Tempo hari Arab Saudi sudah membolehkan pembelian minyak menggunakan Riyal. Dengan demikian, hanya yang masih menggunakan dolar untuk alat transaksi, merupakan jangkar mata uang saat ini. Lalu bagaiamana dengan Indonesia?

Rusia dan Arab Saudi mengajarkan Indonesia bagaimana menata keuangan. Dengan sumber daya alam yang mereka miliki, kedua negara itu bisa memperkuat fondasi keuangan mereka.

Indonesia, urusannya sekedar cari uang. Padahal didapat negara Kepulauan itu uang receh. Recehan untuk urusan minyak yang besar. Urusan minyak itu urusan Petro Dolar.

Kalau Indonesia mengerti dan mulai bisa mikir, maka otaknya akan terbuka.

Pertama, Indonesia harus tau bahwa bahwa negara ini lebih kaya dari Rusia, Arab Saudi atau Amerika Serikat sekalipun dalam hal sumber daya alam.

Indonesia memiliki kekayaan alam terlengkap di dunia. Jika hal ini dipahami, baru kemudian, akan paham menjadikan sumber daya alamnya sebagai nilai tawar tinggi, dimana membelinya harus menggunakan Rupiah.

Tahap awal, Indonesia harus menjual batu bara dan sawit dengan rupiah. Wajibkan semua negara pembeli dengan mata uang itu.

Jika hal ini dilakukan Joko Widodo (Jokowi), maka rupiah akan jadi kuat dan hebat. Sudah saatnya jual sawit atau Crude Palm Oil (CPO) pake ringgit atau standar ringgit ditinggalkan. Emangnya apa hebatnya ringgit dibanding rupiah?

Jika batu bara dan Sawit sudah ditransaksikan secara internasional dengan rupiah, maka Indonesia akan punya tambahan sedikitnya Rp3 ribu triliun.
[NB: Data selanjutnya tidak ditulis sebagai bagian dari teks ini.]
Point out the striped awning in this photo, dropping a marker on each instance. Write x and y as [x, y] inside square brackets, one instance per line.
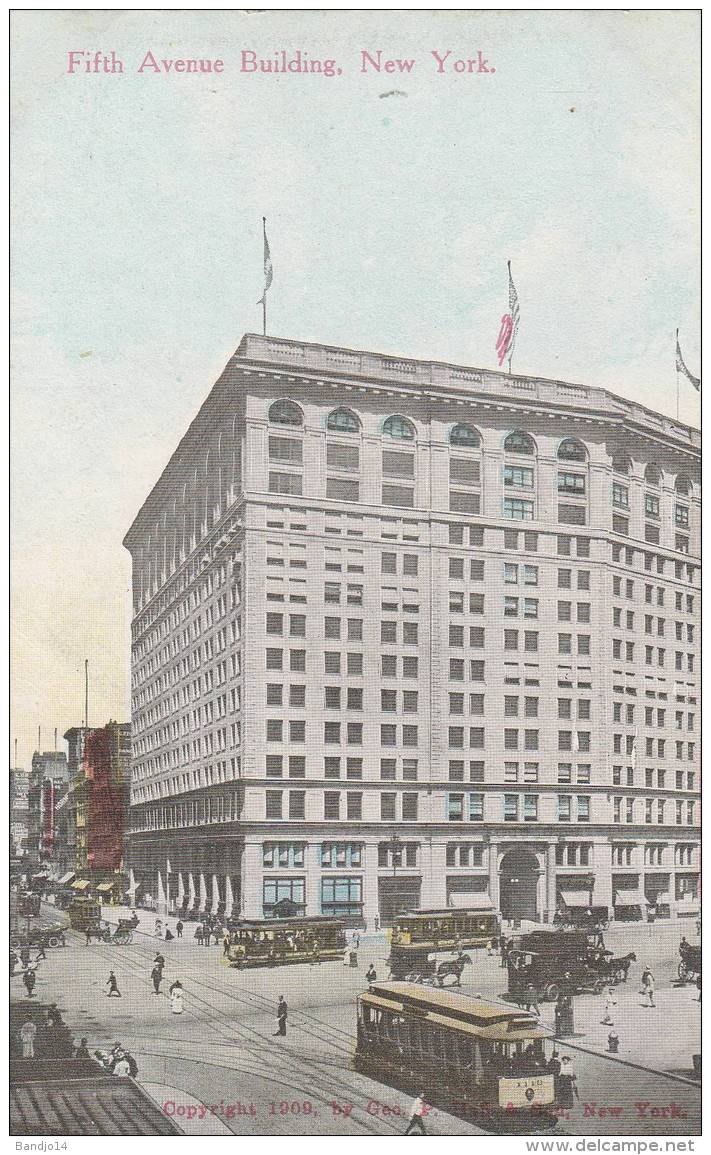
[630, 899]
[576, 898]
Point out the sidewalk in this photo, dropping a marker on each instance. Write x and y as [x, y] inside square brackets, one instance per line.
[661, 1038]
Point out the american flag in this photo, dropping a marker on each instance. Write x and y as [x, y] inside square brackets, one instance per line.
[268, 266]
[682, 369]
[506, 340]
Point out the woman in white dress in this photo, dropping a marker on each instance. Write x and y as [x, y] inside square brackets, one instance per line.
[177, 999]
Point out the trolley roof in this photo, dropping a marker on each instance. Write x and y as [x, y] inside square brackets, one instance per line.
[494, 1021]
[449, 911]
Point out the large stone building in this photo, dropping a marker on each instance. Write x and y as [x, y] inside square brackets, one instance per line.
[409, 633]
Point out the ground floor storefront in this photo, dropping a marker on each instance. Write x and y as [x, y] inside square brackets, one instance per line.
[367, 878]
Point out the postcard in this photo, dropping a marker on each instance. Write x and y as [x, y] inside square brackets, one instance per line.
[356, 737]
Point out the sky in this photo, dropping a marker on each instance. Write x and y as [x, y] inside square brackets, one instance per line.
[394, 201]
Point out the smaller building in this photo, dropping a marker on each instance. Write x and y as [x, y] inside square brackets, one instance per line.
[20, 812]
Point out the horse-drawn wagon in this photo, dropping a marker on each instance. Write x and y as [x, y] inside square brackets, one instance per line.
[689, 966]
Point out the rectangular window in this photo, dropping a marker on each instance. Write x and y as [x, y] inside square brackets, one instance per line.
[339, 489]
[398, 464]
[571, 483]
[571, 515]
[285, 483]
[518, 477]
[517, 509]
[343, 457]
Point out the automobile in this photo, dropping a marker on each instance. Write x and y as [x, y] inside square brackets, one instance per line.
[39, 936]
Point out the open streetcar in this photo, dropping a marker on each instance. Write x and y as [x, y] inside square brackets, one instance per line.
[483, 1059]
[278, 941]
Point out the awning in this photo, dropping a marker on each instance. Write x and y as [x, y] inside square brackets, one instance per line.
[630, 899]
[470, 900]
[576, 898]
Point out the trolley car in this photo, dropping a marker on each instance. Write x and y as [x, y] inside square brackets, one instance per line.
[420, 933]
[481, 1059]
[278, 941]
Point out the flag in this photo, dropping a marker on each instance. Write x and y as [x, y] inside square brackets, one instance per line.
[268, 266]
[509, 325]
[682, 369]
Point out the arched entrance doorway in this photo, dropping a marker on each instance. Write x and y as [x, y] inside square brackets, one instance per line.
[518, 884]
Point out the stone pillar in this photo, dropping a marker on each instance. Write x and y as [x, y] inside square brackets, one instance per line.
[551, 886]
[252, 880]
[371, 904]
[312, 863]
[601, 869]
[493, 867]
[433, 858]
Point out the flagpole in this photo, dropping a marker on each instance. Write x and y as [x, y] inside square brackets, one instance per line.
[678, 377]
[264, 297]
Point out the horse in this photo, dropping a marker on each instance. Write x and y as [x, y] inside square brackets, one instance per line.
[453, 967]
[620, 967]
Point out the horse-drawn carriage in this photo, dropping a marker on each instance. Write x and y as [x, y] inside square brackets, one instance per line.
[102, 931]
[570, 961]
[689, 966]
[39, 937]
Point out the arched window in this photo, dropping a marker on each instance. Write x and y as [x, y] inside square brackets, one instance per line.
[518, 442]
[465, 437]
[399, 427]
[285, 412]
[571, 451]
[683, 485]
[343, 420]
[620, 463]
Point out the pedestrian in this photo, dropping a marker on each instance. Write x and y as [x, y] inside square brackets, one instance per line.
[121, 1066]
[54, 1018]
[28, 1034]
[112, 984]
[530, 999]
[648, 986]
[568, 1083]
[282, 1013]
[419, 1109]
[611, 1006]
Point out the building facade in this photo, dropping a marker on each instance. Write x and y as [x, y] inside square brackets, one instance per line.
[412, 634]
[20, 811]
[49, 783]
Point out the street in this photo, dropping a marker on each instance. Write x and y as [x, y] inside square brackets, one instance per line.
[219, 1068]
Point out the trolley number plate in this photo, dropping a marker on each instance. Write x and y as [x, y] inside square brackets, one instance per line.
[534, 1090]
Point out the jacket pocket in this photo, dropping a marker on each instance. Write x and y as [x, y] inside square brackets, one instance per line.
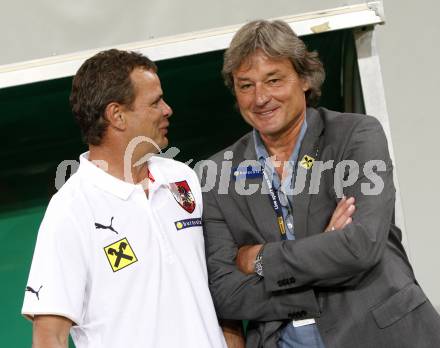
[398, 305]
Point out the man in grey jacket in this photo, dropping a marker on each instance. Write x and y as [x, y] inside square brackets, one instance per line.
[276, 255]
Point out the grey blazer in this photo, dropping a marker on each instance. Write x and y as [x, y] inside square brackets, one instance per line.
[356, 282]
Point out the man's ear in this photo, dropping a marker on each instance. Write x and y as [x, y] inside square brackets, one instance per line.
[114, 113]
[305, 84]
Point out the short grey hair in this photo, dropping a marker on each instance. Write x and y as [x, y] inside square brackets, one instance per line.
[277, 40]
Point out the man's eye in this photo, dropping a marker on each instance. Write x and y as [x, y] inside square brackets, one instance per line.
[245, 86]
[274, 81]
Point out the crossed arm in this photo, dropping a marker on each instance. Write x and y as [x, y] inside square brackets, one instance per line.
[50, 331]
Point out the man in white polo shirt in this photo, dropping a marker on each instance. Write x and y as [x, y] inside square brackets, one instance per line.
[119, 259]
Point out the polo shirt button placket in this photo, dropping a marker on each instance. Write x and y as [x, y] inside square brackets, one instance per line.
[160, 232]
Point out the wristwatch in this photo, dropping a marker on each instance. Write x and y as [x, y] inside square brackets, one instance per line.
[258, 263]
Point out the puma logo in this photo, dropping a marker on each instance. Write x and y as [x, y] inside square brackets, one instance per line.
[28, 288]
[109, 227]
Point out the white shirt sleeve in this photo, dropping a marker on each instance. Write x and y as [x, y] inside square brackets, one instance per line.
[58, 275]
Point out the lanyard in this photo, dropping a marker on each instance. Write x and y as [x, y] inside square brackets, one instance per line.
[276, 205]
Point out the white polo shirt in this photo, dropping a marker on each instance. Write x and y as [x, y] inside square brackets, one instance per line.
[128, 269]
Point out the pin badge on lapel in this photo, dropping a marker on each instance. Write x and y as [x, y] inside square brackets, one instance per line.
[183, 195]
[307, 162]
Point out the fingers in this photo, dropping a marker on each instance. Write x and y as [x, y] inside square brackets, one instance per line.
[345, 218]
[342, 215]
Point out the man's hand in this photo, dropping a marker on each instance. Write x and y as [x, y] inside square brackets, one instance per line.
[246, 258]
[233, 332]
[342, 215]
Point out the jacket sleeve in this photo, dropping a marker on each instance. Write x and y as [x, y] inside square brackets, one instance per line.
[240, 296]
[339, 258]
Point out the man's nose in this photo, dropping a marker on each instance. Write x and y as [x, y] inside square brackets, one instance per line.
[261, 95]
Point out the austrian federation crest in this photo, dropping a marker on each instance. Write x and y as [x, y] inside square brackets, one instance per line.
[183, 195]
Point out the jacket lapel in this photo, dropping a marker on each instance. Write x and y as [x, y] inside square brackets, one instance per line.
[258, 203]
[309, 147]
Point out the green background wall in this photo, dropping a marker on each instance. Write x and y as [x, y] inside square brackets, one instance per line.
[39, 132]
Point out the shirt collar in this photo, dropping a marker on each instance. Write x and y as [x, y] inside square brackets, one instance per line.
[113, 185]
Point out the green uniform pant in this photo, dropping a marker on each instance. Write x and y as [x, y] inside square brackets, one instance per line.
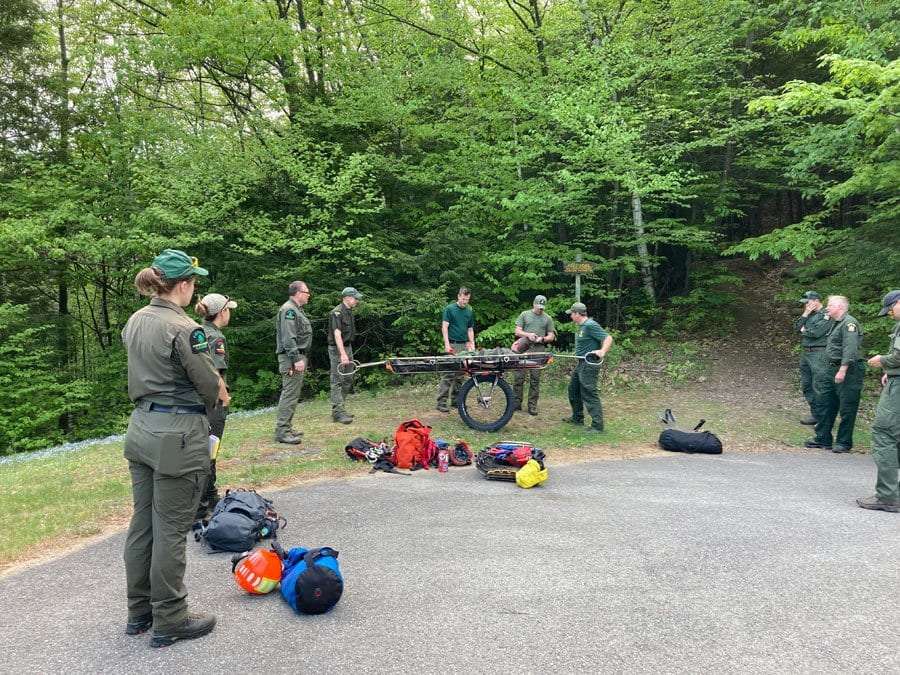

Angka ini diperoleh dari nilai transaksi dari jumlah produksi sawit dan batu bara dengan harga yang saat ini.

Tambahan rupiah yang ditransaksikan secara internasional sebesar Rp3 ributriliun tersebut, setara dnegan cadangan devisa Indonesia saat ini.

Padahal, jumlah cadangan devisa ini merupakan hal yang paling fundamental untuk menentukan lemah dan kuatnya mata uang suatu negara.

Dengan tambahan rupiah, maka jumlah yang ditransaksikan secara internasional dari perdagangan sawit dan batu bara bisa menguatkan mata uang itu.

Kemungkinan rupiah menguat itu sangat besar sekali. Mau berapa? 1 rubbel1 rupiah, demikian juga 1 riyal 1 rupiah, juga bisa. Apalagi dollar, mau 1 dollar 1 rupiah juga bisa.

Kalau demikian, maka Indonesia bisa dapat minyak dengan harga rupiah. Jika ron 95 dijual di Arab Saudi seharga SAR 2.33, maka seharusnya bisa dijual dengan Rp8.8 ribu per liter. Paling tidak begitu. Tapi bukan sekedar itu, namun jauh lebih dahsyat.

Lagi-lagi Ini adalah urusan dan kewenangan Presiden Jokowi, jika hendak mendapatkan uang sebesar Rp3 ribu triliun setahun. Uang sebanyak ini cukup untuk membangun seluruh infrastruktur Indonesia.

Jika semua negara yang mengimpor batu bara dan sawit, terlebih dahulu akan membeli rupiah dari Indonesia. Jika mereka tidak mau, maka Indonesia bisa minta pembelian dengan emas. Sehingga cadangan emas akan bertambah.

Dengan uang sebesar itu, maka Indonesia bisa bangun apa saja sekarang, tak perlu lagi mengemis utang. Bahkan bisa dilunasi dalam dua setengah tahun ke depan.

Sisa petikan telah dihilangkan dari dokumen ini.